Поясню сказанное, перефразируя упоминавшиеся выше диалоги. Протагор в них заявляет, что добродетели можно обучить. Если это так, то те, кто больше всего времени посвящает изучению добродетели, будут обладать ею в максимальной степени, верно же? «Вероятно, да». В таком случае можно ожидать, что такие люди станут экспертами по части добродетели и к ним будут обращаться за консультациями? «Похоже, да». Но все-таки мы не видим ничего подобного, не правда ли? Естественно, на это можно было бы как-то ответить (см. главу 15), как, впрочем, и на другие вопросы, поставленные в данной главе. Сейчас, однако, нам важно рассмотреть саму структуру вопроса. Поэтому обратимся к более современному примеру:
– Распространение видеоигр, где демонстрируется насилие, нужно запретить или как минимум регулировать. Их надо взять под контроль.
– Почему?
– Они становятся одной из причин распространения насилия в реальной жизни, с которым мы сталкиваемся каждый день.
– Возможно, и так. Но разобраться в том, что и чем обусловлено, весьма трудно. Как вы полагаете, какая здесь причинно-следственная связь?
– Она очевидна. В игре дети постоянно убивают людей понарошку, и это снижает их чувствительность к чужому страданию. В итоге это сказывается на их поведении.
– Похоже, эта проблема касается не только американских детей. Считаете ли вы, что она актуальна во всем мире?
– Да, везде, где дети столько же времени посвящают подобным играм. Такова человеческая природа.
– Значит, чем чаще дети в какой-нибудь стране играют в игры такого рода, тем больше насилия там будет на улицах?
– В какой-то степени – да. При прочих равных условиях.
– Интересно было бы почитать исследования, показывающие, что увлеченность виртуальным насилием действительно способствует распространению реального насилия.
– Да, это было бы любопытно.
– Но вот, кстати, как раз такое исследование: похоже, что в плане роста насильственных преступлений страны, где люди расходуют больше денег на видеоигры, не очень опережают те страны, где на такие игры тратятся меньше.

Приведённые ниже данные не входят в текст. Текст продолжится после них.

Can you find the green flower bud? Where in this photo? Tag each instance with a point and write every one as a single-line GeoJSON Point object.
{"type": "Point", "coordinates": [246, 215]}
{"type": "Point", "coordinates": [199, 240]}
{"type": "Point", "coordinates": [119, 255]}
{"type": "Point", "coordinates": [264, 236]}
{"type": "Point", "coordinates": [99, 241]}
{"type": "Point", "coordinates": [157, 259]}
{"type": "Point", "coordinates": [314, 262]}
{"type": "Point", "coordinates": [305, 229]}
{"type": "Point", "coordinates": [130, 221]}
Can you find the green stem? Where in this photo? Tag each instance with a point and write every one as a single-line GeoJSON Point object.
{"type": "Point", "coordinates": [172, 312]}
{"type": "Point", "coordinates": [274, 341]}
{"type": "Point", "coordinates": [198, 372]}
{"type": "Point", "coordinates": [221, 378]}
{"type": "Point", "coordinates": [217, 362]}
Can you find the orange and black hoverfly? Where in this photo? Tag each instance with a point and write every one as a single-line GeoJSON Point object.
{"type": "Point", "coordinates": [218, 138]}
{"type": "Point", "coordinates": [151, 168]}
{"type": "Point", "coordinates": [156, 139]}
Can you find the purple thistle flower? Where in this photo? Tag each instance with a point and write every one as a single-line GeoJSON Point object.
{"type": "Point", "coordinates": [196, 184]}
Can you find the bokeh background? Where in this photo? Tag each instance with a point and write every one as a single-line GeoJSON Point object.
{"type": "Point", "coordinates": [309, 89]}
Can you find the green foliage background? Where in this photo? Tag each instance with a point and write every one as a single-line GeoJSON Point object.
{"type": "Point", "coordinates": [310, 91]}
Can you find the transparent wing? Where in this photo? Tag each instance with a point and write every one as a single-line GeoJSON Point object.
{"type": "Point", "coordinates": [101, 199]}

– Интересно. Впрочем, это же другие страны. Похоже, с играми что-то не так именно в интересующей нас стране.
– Что, например?
Обратите внимание, что в рассматриваемом примере есть эмпирическая часть, то есть ссылка на статистику преступлений, которая обязательно была бы представлена, если бы спор шел по-настоящему. Но в сократическом вопрошании, как правило, избегают аргументов, которые требуется подкреплять сторонними фактами. Его суть в том, чтобы опровергнуть заявленный тезис, опираясь исключительно на убеждения собеседника. Зачастую это оправданно; оспаривать убеждения людей, предъявляя им те или иные факты, – как ни странно, неэффективный способ менять их образ мысли. Тем не менее ссылка на факты может быть важной в продвижении диалога вперед; в сократическом контексте это всегда хорошо – при условии, что удастся прийти к согласию. Ведь суть именно в том, чтобы переходить к каждому следующему шагу только после того, как собеседник с вами согласится. А если вы обдумываете какую-нибудь тему самостоятельно, то сократический подход будет предполагать выдвижение таких тезисов, которые вызывают у вас затруднения; вам надо будет усложнить себе задачу, а не воображать удобные факты.